今回ご紹介するのは、大手IT企業でインハウスデザイナーとして働く大佛さんのポートフォリオです!作品のコンセプト・ゴール・ターゲットなどのプロセスが丁寧に記載され、制作過程を大事にしていることが伝わってきます。また、作品を通して大佛さんの考え方が伝わる工夫が施されています。いったいどんな内容なのか、さっそく覗いてみましょう!
編集・執筆 / MAKO WATANABE , YOSHIKO INOUE
大佛茉由さん
武蔵野美術大学デザイン情報学科卒
某IT企業にインハウスデザイナーとして勤務
定性調査からWEBサイト、アプリの設計からコーディングが中心ですが、たまに動画編集や駅広告制作の機会もあります!
PICK UP!ポートフォリオのこだわり
「自分が何者であるか」を明確に
❶来歴を説明し、「自分がデザインする上でどういう所に着目して制作しているのか」を掲載
❷自分の名前のオリジナルロゴを作成し、表紙に掲載。紙飛行機をモチーフに選んだのは「自分のデザインを旅するようにさまざまな所へ「温かみ」を提供したい」という思いから。
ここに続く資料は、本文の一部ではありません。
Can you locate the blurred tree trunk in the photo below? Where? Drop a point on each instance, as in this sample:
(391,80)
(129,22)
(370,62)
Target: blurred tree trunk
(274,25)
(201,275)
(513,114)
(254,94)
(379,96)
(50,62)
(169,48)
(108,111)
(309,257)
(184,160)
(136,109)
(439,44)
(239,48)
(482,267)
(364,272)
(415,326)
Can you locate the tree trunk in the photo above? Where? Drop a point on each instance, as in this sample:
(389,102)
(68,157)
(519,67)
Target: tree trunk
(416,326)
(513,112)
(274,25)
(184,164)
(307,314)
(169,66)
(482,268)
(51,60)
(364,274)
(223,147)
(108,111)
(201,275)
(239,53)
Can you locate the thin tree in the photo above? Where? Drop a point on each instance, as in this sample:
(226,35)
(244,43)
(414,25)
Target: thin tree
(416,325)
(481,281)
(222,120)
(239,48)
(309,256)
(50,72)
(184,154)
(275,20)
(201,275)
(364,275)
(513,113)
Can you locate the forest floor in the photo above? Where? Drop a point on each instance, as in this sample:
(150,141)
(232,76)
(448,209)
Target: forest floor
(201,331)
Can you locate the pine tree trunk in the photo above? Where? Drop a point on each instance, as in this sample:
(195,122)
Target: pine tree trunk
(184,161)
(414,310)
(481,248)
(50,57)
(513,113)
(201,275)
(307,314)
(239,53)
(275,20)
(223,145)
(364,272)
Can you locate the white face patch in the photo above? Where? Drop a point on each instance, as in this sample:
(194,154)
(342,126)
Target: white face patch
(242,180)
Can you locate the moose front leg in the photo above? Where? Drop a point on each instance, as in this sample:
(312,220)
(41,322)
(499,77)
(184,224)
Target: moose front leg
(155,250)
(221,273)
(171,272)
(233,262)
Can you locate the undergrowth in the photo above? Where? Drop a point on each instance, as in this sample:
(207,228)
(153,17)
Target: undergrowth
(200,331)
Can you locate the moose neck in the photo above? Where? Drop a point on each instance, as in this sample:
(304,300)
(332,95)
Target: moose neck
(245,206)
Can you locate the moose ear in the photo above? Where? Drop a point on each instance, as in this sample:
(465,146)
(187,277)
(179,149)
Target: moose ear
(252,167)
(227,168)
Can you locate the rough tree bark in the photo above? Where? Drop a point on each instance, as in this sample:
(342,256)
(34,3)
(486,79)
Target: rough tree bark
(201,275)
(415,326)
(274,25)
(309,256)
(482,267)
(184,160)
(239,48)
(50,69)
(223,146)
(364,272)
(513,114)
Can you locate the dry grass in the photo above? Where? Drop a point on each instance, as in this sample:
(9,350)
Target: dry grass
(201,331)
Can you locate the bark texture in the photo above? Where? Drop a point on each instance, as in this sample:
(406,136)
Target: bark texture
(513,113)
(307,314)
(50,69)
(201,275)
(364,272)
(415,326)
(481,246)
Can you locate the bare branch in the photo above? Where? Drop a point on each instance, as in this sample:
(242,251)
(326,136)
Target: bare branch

大佛さん:まずは自分が何者であるか、どういう気持ちを持ってデザインをするのかを明確にするページを設けました。採用担当の方が気になるポイントは「私が何者であるか」「どういうことを仕事にしていきたいのか」ではないかと仮定しました。もちろん、スキルセットや作品自体も重視されると思いましたが、私がもし、採用担当者の立場であれば、これから一緒に働く人の考え方や人間的な部分も気になると思ったからです。
「何のために」「どのように」作ったかを伝える
大佛さん:どういう目的があって、どう形にしたのかが伝わるようなポートフォリオを目指しました。私は「上流過程からきっちりと考えて物作りをしたい」と思っていたので、その思考プロセスが伝わるように心がけていました。アート作品を除いたどの作品にもコンセプト・ゴール・ターゲットを併記し、見る人にスッと情報が入ってきて理解しやすいものを目指しました。スケッチやメモを自分で見返すと「これは載せるのはちょっと......」と思われるかもしれませんが、出来るだけポートフォリオに載せると、意外と「この人はこういう考え方をして物作りをするのだな」とアピールになると思います。
ポートフォリオ一問一答
●このポートフォリオを提出した業界
IT企業、電機メーカー
●コンセプト
温かみを大切にしたい!
大佛さん:私はデザインを通して人々にホッと和み、安心させられるようなものを創りたいです。新しい技術が生まれ、社会が進歩していく一方で、人は「不完全さ」を求めているように思います。例えば、「写ルンです」は39枚しか取れないからこその価値を創出し、若者の間で再流行しました。また、粗さも高画質では取れない「味」となっています。アナログとデジタルを融合し、人に心地よい経験を提供できるようなデザイナーになるのが夢です。
●ポートフォリオの構成
- 表紙
- コンセプトページ
- 自己紹介ページ
- コンペ作品
- GUI課題
- インタラクション課題
- WEBサイト課題
- ブランディング課題
- 芸術祭実行委員会
- 市イベントのステージ看板制作
- 記号論研究
- ポスター作成
- ライナーノーツ作成
- 絵画
- RICOH印刷作品
●制作時期
3年生の12月ごろ〜4年生の4月ごろまで
●制作プロセス
(1)作品をピックアップ
(2)作品が出来上がるまでのプロセスを書き留める
(3)足りないデータ、情報をかき集める
(4)志望する業界・職種でごとの順番を考える
(5)InDesignでデータ制作
(6)自宅のプリンターで印刷
(7)ファイリング
●制作に使用したソフト
InDesign
●印刷 / 製本方法
インクジェットプリント/ファイリング
●サイズ / ページ数
A4/46ページ
●制作にかかった費用
1万円ほど(ファイル代+印刷代+用紙代の3冊分の合計)
●制作するうえで参考にしたもの
学校のキャリアセンターに設置してある先輩ポートフォリオ、ViViViTのポートフォリオ展、ポートフォリオ百科
●表紙をつくるときに工夫した点
大佛さん:私の持ち合わせている技術では製本した後にページがパラパラと抜けてしまうなどの懸念があったため、ファイルを選びました。かといって、ファイルそのままの表紙だと味気がなく、目立たないので、無印のクリアフォルダーを利用して表紙の景色が透けるようにしました。扱いやすい且つ自分のアピールもできて良かったです。
●制作中、どんな人にアドバイスをもらいましたか。
大佛さん:ゼミの教授、キャリアセンター職員、企業の人事の方、ViViViTのキャリアアドバイザーの方にもらいました。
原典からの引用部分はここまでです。